Мэриен нагнулась над экспонатом в витрине. Скрюченное туловище вызвало у нее жалость: торчащие ребра, и хрупкие ножки, и выпирающие лопатки – эта фигурка напомнила ей фотографии голодающих жителей неразвитых стран или изможденных узников концентрационных лагерей. У нее, конечно, не возникло желания взять ее на руки, но ее охватило беспомощное чувство сострадания.
И когда она отвернулась от витрины и взглянула на Дункана, то невольно содрогнулась от ужаса, увидев, как он протягивает к ней руки. Теперь его тщедушность вовсе не казалась ей успокаивающей, как прежде, и она отшатнулась.
– Не беспокойся, я не собираюсь вставать из могилы, – сказал он и с печальной улыбкой провел ладонью по изгибу ее щеки. – Беда в том, что я не могу сконцентрироваться на поверхности, особенно когда я прикасаюсь к людям. Когда ты просто думаешь о поверхности, то все нормально и достаточно реально; но стоит начать думать о том, что под поверхностью…
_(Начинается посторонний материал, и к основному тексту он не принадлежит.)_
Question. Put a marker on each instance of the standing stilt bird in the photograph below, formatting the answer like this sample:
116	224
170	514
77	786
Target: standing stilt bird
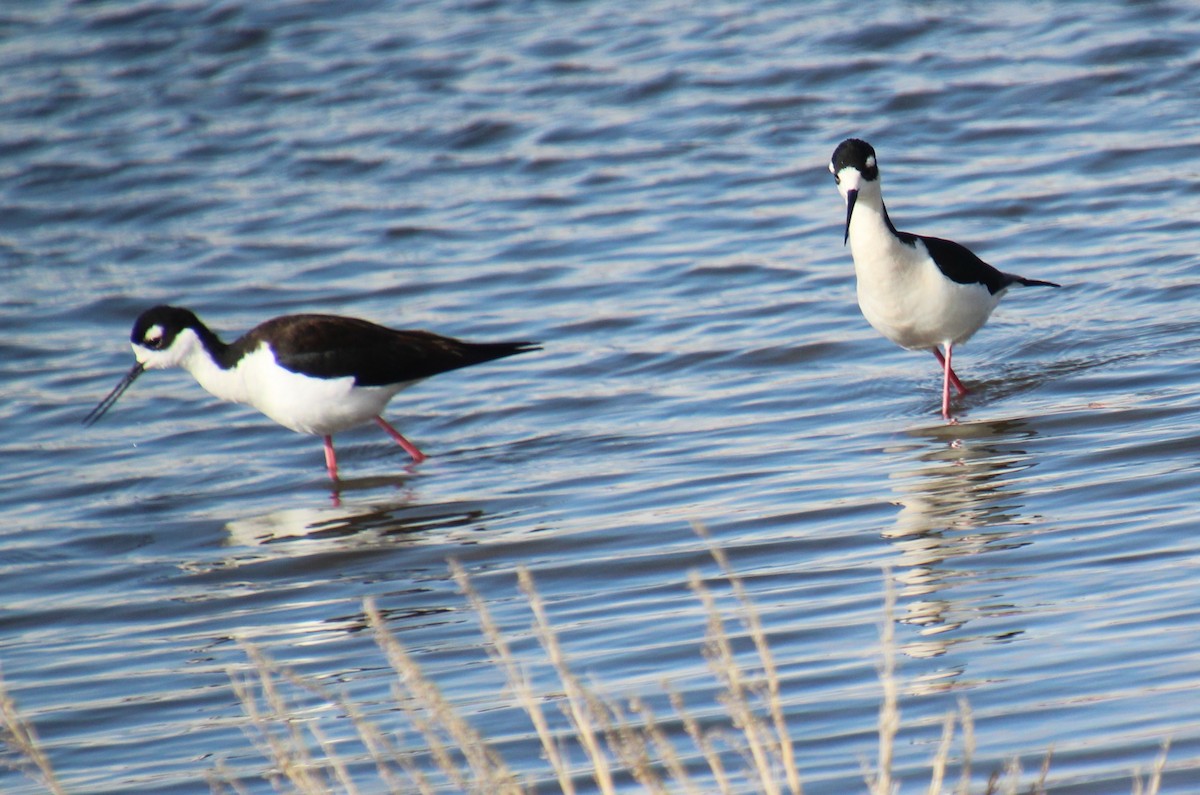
315	374
918	292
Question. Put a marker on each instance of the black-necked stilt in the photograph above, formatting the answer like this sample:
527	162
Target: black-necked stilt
315	374
918	292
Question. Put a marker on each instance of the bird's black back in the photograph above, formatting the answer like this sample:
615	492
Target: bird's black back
328	346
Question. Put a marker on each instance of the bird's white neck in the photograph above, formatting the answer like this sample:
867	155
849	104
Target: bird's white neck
879	253
227	384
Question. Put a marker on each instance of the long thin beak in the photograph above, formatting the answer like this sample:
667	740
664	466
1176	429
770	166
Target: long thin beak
851	197
105	405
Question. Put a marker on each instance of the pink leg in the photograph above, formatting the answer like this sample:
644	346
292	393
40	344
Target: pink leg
946	383
330	459
418	456
954	378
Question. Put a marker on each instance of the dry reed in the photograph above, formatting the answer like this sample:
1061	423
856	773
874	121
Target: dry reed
605	740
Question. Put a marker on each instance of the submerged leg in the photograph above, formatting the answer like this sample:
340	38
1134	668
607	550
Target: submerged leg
954	378
418	456
330	459
946	383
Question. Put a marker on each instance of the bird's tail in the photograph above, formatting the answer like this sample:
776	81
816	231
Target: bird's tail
1033	282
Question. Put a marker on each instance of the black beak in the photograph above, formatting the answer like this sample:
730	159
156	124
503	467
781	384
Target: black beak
851	197
105	405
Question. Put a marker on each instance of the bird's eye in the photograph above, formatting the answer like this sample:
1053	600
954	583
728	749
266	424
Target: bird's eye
153	339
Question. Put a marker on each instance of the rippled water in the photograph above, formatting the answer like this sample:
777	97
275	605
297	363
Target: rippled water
642	187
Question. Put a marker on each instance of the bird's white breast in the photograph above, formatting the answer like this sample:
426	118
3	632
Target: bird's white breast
903	293
304	404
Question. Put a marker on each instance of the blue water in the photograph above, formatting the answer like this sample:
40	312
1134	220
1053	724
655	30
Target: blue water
643	189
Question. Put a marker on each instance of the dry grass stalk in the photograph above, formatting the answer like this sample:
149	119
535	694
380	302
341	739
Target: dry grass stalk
1155	781
24	753
576	699
969	746
881	783
754	625
937	769
274	728
702	741
519	682
666	749
736	699
484	770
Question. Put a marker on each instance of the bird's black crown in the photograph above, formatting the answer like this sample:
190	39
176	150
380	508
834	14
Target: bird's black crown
853	153
157	327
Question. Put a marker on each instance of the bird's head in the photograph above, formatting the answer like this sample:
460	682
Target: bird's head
856	171
163	336
166	336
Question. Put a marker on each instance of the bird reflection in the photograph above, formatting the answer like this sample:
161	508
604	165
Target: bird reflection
958	500
361	522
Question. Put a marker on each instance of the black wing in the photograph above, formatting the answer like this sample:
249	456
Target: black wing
327	346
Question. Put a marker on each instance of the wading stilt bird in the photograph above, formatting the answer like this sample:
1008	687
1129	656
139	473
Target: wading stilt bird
918	292
315	374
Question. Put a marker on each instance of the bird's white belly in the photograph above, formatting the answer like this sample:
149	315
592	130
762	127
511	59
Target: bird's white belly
907	299
304	404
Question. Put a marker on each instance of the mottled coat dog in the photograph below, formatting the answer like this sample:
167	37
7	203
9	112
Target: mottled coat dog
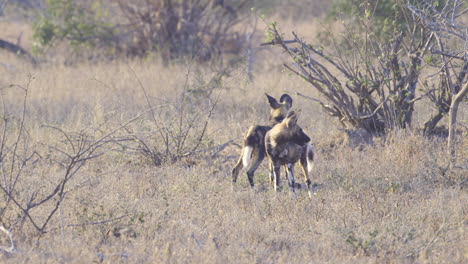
285	144
253	149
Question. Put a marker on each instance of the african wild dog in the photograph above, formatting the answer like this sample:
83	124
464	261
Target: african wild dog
253	150
285	144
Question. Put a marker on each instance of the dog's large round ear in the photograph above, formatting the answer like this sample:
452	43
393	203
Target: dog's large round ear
273	103
291	119
286	99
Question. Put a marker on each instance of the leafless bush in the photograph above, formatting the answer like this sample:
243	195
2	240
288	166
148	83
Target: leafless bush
452	48
178	128
23	197
188	27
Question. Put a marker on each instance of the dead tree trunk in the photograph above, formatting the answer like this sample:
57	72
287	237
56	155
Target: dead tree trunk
457	99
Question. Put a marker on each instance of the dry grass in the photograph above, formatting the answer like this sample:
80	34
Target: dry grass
392	203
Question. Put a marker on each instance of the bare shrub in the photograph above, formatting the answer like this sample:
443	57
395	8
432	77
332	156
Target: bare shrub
171	29
375	88
22	196
452	50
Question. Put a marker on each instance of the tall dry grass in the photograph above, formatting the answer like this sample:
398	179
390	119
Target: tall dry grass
391	203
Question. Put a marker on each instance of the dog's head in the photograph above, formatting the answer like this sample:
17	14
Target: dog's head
288	131
279	110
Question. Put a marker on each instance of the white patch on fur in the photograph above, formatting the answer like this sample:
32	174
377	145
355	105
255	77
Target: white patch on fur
246	157
310	163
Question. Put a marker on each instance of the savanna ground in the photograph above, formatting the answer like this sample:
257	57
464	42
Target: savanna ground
395	202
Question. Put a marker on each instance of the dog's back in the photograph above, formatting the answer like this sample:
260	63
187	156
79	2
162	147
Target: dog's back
253	150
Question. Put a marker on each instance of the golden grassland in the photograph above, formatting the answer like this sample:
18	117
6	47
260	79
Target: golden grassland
391	203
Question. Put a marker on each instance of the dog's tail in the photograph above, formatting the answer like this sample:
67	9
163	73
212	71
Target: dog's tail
247	155
310	158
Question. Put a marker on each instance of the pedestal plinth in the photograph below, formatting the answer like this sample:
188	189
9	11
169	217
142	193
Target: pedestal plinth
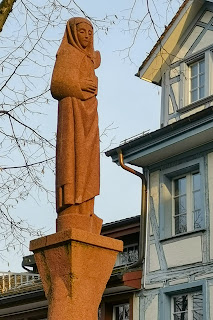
74	266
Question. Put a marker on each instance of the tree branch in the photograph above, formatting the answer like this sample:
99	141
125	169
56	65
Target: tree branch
6	7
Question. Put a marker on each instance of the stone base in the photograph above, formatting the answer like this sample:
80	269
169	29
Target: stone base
67	219
74	266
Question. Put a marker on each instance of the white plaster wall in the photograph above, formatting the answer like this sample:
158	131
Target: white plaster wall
175	87
152	310
210	187
183	252
171	121
150	230
135	308
205	41
175	72
154	191
171	107
187	114
207	17
189	42
154	262
211	299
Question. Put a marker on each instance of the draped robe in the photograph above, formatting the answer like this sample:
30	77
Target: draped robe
77	147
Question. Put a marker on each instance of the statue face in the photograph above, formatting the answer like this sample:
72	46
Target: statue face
85	34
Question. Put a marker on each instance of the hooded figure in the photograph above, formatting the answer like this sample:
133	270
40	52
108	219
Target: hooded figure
74	85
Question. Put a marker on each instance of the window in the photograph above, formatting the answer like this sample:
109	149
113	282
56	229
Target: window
197	80
121	312
187	306
128	256
187	212
186	301
182	196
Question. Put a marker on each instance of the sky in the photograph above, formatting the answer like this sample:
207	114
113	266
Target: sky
125	103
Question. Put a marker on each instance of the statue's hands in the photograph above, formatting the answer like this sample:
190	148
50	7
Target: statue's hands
88	85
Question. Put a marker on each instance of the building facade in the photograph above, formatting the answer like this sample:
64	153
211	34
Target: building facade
22	296
177	161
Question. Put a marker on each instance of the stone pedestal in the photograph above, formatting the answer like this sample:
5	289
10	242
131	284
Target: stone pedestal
74	266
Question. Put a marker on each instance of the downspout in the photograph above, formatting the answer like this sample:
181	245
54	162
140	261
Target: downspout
142	239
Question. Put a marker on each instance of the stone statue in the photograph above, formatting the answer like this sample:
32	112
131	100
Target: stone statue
74	85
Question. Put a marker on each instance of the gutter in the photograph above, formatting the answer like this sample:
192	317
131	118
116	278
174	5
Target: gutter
143	220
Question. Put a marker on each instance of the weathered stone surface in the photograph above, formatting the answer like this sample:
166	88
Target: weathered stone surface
74	266
74	85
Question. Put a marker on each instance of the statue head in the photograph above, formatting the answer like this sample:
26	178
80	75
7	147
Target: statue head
79	32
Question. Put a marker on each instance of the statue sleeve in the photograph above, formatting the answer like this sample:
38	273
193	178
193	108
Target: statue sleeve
65	78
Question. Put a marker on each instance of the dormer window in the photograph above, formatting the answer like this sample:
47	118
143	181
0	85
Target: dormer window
197	80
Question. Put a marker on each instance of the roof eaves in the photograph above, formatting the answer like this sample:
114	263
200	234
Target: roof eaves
159	41
159	134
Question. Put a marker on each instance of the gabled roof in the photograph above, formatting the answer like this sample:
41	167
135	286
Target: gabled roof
157	61
174	139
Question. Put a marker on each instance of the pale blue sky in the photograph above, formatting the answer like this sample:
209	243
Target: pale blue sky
132	105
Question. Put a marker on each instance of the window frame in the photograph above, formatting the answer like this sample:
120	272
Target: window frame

Он наклонился, чтобы ее поцеловать, но она увернулась, уткнулась головой ему в плечо и закрыла глаза. Даже под зимним пальто его тело казалось более щуплым, чем обычно, и ей стало боязно прижимать его к себе слишком сильно.
До ее слуха донесся скрип паркетных половиц, она открыла глаза и увидела, что в нее ввинтилась пара строгих глаз. Это был взгляд охранника в голубой униформе, который подошел к ним сзади. Он постучал по плечу Дункана.
– Прошу прощения, сэр, – произнес охранник вежливо, но твердо, – в Зале мумий… мм… запрещено целоваться.
– Да? – произнес Дункан. – Простите нас.
И они двинулись в обратный путь по лабиринту коридоров через залы, пока не достигли главной лестницы. Из галереи к ним навстречу струилась вереница школьников со складными стульями, и они попали в поток маленьких семенящих ног, который смыл их по лестнице вниз под шумное журчание смеха.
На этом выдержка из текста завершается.